Due to the functional paradigm and technical structure of Guix, I think we can build some of the same capabilities in our tooling. Like Unison functions, our package definitions are reduced to a declarative content-addressed form, from which a textual definition could be generated again using a reverse process. By such a process, you & I could edit package definitions in whatever textual form suits us individually without having to agree on anything, not even the names of symbols. Then we can use a tool to automatically canonicalize our code into the form most widely acceptable to the community when it's time to submit a patch.

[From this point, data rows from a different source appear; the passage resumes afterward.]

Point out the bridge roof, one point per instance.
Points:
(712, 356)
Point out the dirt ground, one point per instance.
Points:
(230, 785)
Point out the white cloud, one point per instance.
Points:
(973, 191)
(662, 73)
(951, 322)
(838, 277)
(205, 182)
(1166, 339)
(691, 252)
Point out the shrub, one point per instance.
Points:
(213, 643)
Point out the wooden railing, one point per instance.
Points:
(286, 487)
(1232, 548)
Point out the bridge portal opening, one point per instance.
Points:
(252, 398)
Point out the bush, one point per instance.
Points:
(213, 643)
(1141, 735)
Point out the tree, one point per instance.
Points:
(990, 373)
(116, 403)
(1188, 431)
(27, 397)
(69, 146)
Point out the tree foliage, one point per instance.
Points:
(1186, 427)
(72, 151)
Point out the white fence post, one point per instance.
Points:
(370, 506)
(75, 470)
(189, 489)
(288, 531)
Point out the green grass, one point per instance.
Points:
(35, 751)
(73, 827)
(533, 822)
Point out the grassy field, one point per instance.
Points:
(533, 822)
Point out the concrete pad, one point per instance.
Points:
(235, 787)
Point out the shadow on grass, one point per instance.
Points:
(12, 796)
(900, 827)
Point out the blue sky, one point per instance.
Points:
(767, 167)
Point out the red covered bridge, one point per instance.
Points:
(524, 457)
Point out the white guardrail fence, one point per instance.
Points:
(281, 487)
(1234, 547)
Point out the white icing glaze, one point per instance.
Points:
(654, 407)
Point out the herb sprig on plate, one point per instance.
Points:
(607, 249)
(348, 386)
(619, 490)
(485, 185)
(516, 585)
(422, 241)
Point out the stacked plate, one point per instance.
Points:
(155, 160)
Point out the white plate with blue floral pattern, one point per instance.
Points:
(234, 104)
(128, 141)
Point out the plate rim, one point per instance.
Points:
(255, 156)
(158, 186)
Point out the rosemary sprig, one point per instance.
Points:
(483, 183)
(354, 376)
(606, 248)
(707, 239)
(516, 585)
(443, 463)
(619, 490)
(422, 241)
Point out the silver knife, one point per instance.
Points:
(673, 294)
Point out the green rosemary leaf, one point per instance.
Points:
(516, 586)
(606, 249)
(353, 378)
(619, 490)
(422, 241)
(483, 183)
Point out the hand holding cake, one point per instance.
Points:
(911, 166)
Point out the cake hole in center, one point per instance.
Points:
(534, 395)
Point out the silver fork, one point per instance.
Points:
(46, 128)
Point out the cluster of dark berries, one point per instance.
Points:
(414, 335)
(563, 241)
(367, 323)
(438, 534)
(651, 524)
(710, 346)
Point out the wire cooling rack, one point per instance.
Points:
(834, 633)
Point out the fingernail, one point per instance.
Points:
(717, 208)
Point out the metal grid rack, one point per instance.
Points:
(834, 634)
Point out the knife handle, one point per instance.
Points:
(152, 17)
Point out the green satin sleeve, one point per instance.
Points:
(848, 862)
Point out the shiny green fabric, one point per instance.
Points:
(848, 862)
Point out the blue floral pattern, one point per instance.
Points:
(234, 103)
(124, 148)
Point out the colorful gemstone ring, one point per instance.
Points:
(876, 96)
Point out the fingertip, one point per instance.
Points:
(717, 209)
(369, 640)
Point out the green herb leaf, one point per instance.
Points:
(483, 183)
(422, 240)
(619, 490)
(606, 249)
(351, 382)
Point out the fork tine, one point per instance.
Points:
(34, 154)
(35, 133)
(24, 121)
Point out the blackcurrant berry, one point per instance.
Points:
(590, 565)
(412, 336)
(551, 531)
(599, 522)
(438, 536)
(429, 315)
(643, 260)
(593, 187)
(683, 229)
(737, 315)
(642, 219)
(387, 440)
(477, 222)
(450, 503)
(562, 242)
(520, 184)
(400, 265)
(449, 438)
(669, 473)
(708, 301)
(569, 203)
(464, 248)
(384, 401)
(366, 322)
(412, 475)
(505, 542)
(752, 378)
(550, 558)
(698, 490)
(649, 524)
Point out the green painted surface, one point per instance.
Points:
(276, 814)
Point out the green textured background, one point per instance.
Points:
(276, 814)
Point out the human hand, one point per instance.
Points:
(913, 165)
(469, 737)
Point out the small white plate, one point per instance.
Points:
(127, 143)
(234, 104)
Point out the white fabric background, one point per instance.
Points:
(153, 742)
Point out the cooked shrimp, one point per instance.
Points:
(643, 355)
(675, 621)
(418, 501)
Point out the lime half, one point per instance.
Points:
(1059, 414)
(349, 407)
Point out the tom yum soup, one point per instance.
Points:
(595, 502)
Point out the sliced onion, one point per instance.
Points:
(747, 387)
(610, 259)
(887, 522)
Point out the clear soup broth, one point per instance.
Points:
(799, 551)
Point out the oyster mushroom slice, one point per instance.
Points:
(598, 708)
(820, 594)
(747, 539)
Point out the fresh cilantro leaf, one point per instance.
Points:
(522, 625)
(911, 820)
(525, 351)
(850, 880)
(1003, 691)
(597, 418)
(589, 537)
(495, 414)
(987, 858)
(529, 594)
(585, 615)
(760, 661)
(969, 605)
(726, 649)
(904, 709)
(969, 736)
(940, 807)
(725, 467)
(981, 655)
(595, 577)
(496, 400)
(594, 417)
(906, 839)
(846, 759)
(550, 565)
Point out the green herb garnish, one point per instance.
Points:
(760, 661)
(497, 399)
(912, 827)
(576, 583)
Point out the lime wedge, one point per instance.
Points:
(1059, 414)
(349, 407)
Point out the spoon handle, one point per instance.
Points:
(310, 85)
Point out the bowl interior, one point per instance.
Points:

Taking this idea to its logical conclusion & building on Guile's multi-language-syntax paradigm, I can picture using a futuristic tool to edit package definitions in Emacs lisp or JavaScript, again without requiring that anybody upstream adopt those languages or even recognize that I'm using them.

I'll see what I can hack together for a naïve implementation of this concept and present it for review.

Moving forward, I will try hard not to do this. But can I ask you all to allow these cosmetic commits for my existing projects (i.e. commits from wip-desktop and pidgin patch-set) please?

It doesn't bug me, but I know it does bug other people and imagine we want to avoid creating unnecessary review work for people who follow the commit stream.

I understand that these commits were a burden to everyone and my sincere apologies for that.

I appreciate the grace and consideration you brought to your response & all your contributions to Guix!